The Church at War

The Church at War — article header image

The Lord's Prayer, in its opening statement, "on earth as it is in heaven," is a call to conflict. To establish the perfection of heaven on the fallen realm of earth is nothing short of a declaration of war. To serve Him means conflict with the world. Yet, as Christians, we are called to usher in a greater kingdom ruled by Jesus Christ. God has left us here to be forerunners of the kingdom and to demonstrate to a hostile world what is coming. We are to announce both the good news of salvation and the power of the kingdom, and the coming judgment for those who refuse. This message is not typically well-received.
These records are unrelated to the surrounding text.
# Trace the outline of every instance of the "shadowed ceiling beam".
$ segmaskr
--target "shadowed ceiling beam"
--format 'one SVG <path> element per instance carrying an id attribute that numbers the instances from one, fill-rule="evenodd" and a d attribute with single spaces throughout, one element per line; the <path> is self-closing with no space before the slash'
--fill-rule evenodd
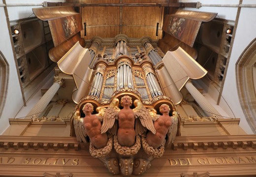
<path id="1" fill-rule="evenodd" d="M 196 4 L 196 2 L 195 2 Z M 142 7 L 181 7 L 186 5 L 185 3 L 65 3 L 47 2 L 47 6 L 72 5 L 76 7 L 86 6 L 142 6 Z"/>

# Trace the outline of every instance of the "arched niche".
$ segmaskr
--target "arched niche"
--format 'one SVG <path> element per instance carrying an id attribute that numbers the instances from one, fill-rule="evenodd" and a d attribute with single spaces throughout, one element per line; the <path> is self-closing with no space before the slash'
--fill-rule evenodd
<path id="1" fill-rule="evenodd" d="M 236 77 L 242 108 L 252 130 L 256 133 L 256 38 L 236 62 Z"/>
<path id="2" fill-rule="evenodd" d="M 0 118 L 5 103 L 9 80 L 9 64 L 0 51 Z"/>

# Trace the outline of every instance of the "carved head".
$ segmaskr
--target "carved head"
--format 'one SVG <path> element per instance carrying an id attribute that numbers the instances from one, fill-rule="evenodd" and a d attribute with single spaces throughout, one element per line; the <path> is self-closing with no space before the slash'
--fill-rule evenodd
<path id="1" fill-rule="evenodd" d="M 163 104 L 162 105 L 160 106 L 160 107 L 159 108 L 159 111 L 160 111 L 160 113 L 161 113 L 163 112 L 163 109 L 164 109 L 163 108 L 164 107 L 165 107 L 165 109 L 168 109 L 169 111 L 171 111 L 171 109 L 170 109 L 170 107 L 169 106 L 169 105 L 167 105 L 166 104 Z"/>
<path id="2" fill-rule="evenodd" d="M 131 106 L 131 105 L 132 104 L 132 100 L 131 99 L 131 97 L 128 95 L 125 95 L 121 98 L 121 103 L 122 106 L 124 106 L 124 101 L 127 99 L 128 99 L 128 100 L 130 101 L 130 106 Z"/>
<path id="3" fill-rule="evenodd" d="M 139 54 L 136 54 L 135 55 L 135 57 L 136 57 L 136 58 L 137 59 L 138 59 L 138 58 L 139 58 L 139 57 L 140 57 L 140 55 L 139 55 Z"/>
<path id="4" fill-rule="evenodd" d="M 84 113 L 85 113 L 85 110 L 87 107 L 91 107 L 91 108 L 92 109 L 92 113 L 94 112 L 94 106 L 93 106 L 93 105 L 90 103 L 87 103 L 85 104 L 83 107 L 83 112 Z"/>

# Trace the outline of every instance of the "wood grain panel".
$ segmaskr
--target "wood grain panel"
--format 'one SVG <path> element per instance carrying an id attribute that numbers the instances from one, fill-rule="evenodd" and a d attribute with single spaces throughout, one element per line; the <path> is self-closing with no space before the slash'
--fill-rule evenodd
<path id="1" fill-rule="evenodd" d="M 156 27 L 160 23 L 161 10 L 159 7 L 124 7 L 122 24 Z"/>
<path id="2" fill-rule="evenodd" d="M 123 33 L 130 38 L 141 38 L 143 36 L 150 36 L 152 39 L 160 39 L 160 36 L 156 36 L 156 28 L 146 27 L 123 26 Z"/>
<path id="3" fill-rule="evenodd" d="M 87 35 L 85 40 L 90 40 L 94 36 L 103 39 L 114 38 L 119 34 L 119 26 L 103 26 L 86 28 Z"/>
<path id="4" fill-rule="evenodd" d="M 71 0 L 73 2 L 73 0 Z M 80 0 L 80 3 L 120 3 L 120 0 Z"/>
<path id="5" fill-rule="evenodd" d="M 158 46 L 164 53 L 168 51 L 174 51 L 181 47 L 194 59 L 197 58 L 197 52 L 195 49 L 167 33 L 162 39 L 159 39 Z"/>
<path id="6" fill-rule="evenodd" d="M 168 3 L 169 0 L 123 0 L 123 3 Z"/>

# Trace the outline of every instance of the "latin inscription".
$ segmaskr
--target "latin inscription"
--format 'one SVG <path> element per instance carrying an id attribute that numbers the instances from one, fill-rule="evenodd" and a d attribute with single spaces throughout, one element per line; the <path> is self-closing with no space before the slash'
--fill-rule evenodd
<path id="1" fill-rule="evenodd" d="M 0 157 L 0 164 L 48 165 L 78 165 L 79 159 L 65 158 L 32 158 L 22 159 L 9 157 Z"/>
<path id="2" fill-rule="evenodd" d="M 21 164 L 79 166 L 81 165 L 81 159 L 78 158 L 70 158 L 0 157 L 0 165 Z M 256 156 L 170 158 L 167 160 L 169 165 L 171 166 L 256 164 Z"/>
<path id="3" fill-rule="evenodd" d="M 184 158 L 169 159 L 171 166 L 256 163 L 256 156 Z"/>

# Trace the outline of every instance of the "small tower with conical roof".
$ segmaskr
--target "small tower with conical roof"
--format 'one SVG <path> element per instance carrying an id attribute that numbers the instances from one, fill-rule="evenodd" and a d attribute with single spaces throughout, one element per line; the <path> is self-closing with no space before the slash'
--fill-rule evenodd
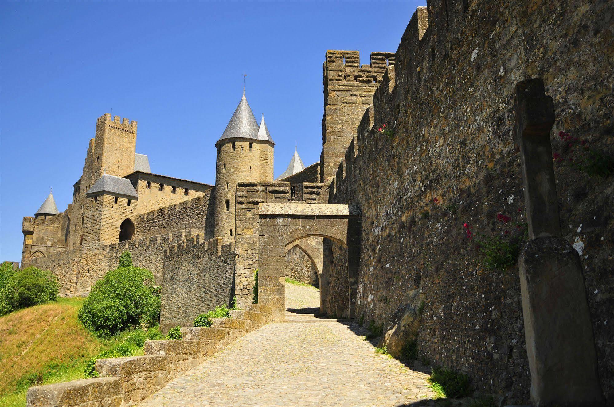
<path id="1" fill-rule="evenodd" d="M 243 96 L 216 143 L 215 237 L 235 241 L 235 195 L 238 182 L 273 181 L 273 146 L 264 115 L 260 126 Z"/>
<path id="2" fill-rule="evenodd" d="M 45 219 L 49 216 L 53 216 L 60 213 L 58 211 L 58 207 L 55 205 L 55 200 L 53 199 L 53 189 L 52 189 L 49 191 L 49 195 L 47 196 L 47 199 L 45 202 L 42 203 L 39 210 L 36 211 L 36 213 L 34 216 L 36 218 L 39 216 L 44 216 Z"/>

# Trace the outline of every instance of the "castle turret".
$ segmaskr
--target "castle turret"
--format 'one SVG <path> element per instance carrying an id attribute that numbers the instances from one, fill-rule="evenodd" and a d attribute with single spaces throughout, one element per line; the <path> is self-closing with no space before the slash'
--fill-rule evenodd
<path id="1" fill-rule="evenodd" d="M 52 189 L 49 191 L 49 195 L 47 196 L 47 199 L 42 203 L 39 210 L 36 211 L 34 216 L 37 218 L 39 216 L 45 216 L 45 219 L 47 219 L 48 216 L 53 216 L 58 213 L 60 212 L 58 211 L 58 207 L 56 206 L 55 200 L 53 199 L 53 190 Z"/>
<path id="2" fill-rule="evenodd" d="M 305 165 L 303 164 L 303 160 L 298 156 L 298 151 L 297 148 L 295 148 L 294 154 L 290 159 L 290 164 L 288 164 L 288 168 L 286 169 L 286 171 L 281 173 L 281 175 L 278 177 L 277 179 L 278 180 L 283 180 L 290 175 L 293 175 L 297 172 L 300 172 L 304 169 L 305 169 Z"/>
<path id="3" fill-rule="evenodd" d="M 264 121 L 258 125 L 243 96 L 216 143 L 215 236 L 234 242 L 235 194 L 239 181 L 273 181 L 273 146 Z"/>

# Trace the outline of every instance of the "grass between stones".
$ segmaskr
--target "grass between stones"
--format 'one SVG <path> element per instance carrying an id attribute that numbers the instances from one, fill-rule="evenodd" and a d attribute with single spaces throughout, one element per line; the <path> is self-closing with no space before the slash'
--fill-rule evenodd
<path id="1" fill-rule="evenodd" d="M 25 406 L 31 386 L 83 379 L 90 358 L 128 337 L 153 333 L 136 330 L 97 338 L 77 319 L 84 299 L 60 298 L 0 317 L 0 406 Z M 135 347 L 133 354 L 142 354 L 142 348 Z"/>
<path id="2" fill-rule="evenodd" d="M 293 280 L 290 277 L 286 278 L 286 282 L 288 284 L 292 284 L 295 286 L 300 286 L 301 287 L 311 287 L 311 288 L 315 288 L 313 286 L 310 284 L 305 284 L 305 283 L 301 283 L 300 281 L 297 281 L 295 280 Z"/>

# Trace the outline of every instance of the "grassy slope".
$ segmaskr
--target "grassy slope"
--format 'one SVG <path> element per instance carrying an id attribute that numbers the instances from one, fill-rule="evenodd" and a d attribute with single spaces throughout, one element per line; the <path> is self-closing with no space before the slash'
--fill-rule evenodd
<path id="1" fill-rule="evenodd" d="M 104 344 L 77 319 L 83 301 L 60 299 L 0 317 L 0 407 L 25 405 L 31 384 L 83 378 Z"/>

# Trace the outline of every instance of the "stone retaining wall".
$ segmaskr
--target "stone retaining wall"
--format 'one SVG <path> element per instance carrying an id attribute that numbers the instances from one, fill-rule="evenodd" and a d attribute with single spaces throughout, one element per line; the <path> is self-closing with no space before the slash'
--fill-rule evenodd
<path id="1" fill-rule="evenodd" d="M 132 406 L 271 320 L 271 308 L 261 304 L 233 312 L 233 318 L 214 319 L 217 327 L 182 328 L 183 340 L 147 341 L 142 356 L 98 359 L 99 378 L 30 387 L 26 406 Z"/>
Yet in this, we do not hate the world. Our Father loved the world and sent His Son to save it. The world hates us, and we feel at war with its practices of living. But we do not hate the world. We want to save it through the good news and power of Jesus.

Without the redemptive voice of Christianity, there is no hope for this nation or world.

In the past four decades, the United States has moved from being a Christian to a post-Christian society, leaving pastors and faithful parishioners confused by the speed and force of this change. Many pastors speak hesitantly about these changes, unsure how to live in a time when Christianity is no longer valued.

The result has been a silencing of the redemptive voice of Christianity. But without this voice, there is no hope for this nation or world. The Church is called to point the way, sound the call, and warn of the consequences when sin has become the standard of the land. For the American Church to be silent signals the end of hope for this nation. Silence in the face of cultural collapse is complicity; for the purpose of the Church left on earth is to be a prophetic voice of a coming kingdom.

The twentieth century left a legacy that none of us wants to repeat in this new century. Two world wars, numerous genocides by mad dictators, and our lust for grabbing all that we can from the latest promises of a golden age of technology have left us all tired and looking for new answers. As the people of God, we see the future and are called to prepare people for what is coming. But this puts Christians in direct conflict with the world's purposes. As we reveal a supernatural kingdom that is coming, it inevitably results in conflict with the purposes of a secular world. Yet this has been the place of all men and women of God throughout the ages.

In the centuries since Christ, the Church has advanced the mission of spreading the good news of Jesus Christ and demonstrating His kingdom on this earth. From the early centuries of persecution in the Roman empire to the desert fathers to the monasteries of medieval Europe, there has always been a remnant with a vision to spread the message of Christ. Two thousand years later, the Church points toward a day and seeks to prepare a way. All of us are called to live our lives with such an expectation and to pull glimpses from that future kingdom into our day.

All of us are called to live our lives with such an expectation and to pull glimpses from that future kingdom into our day.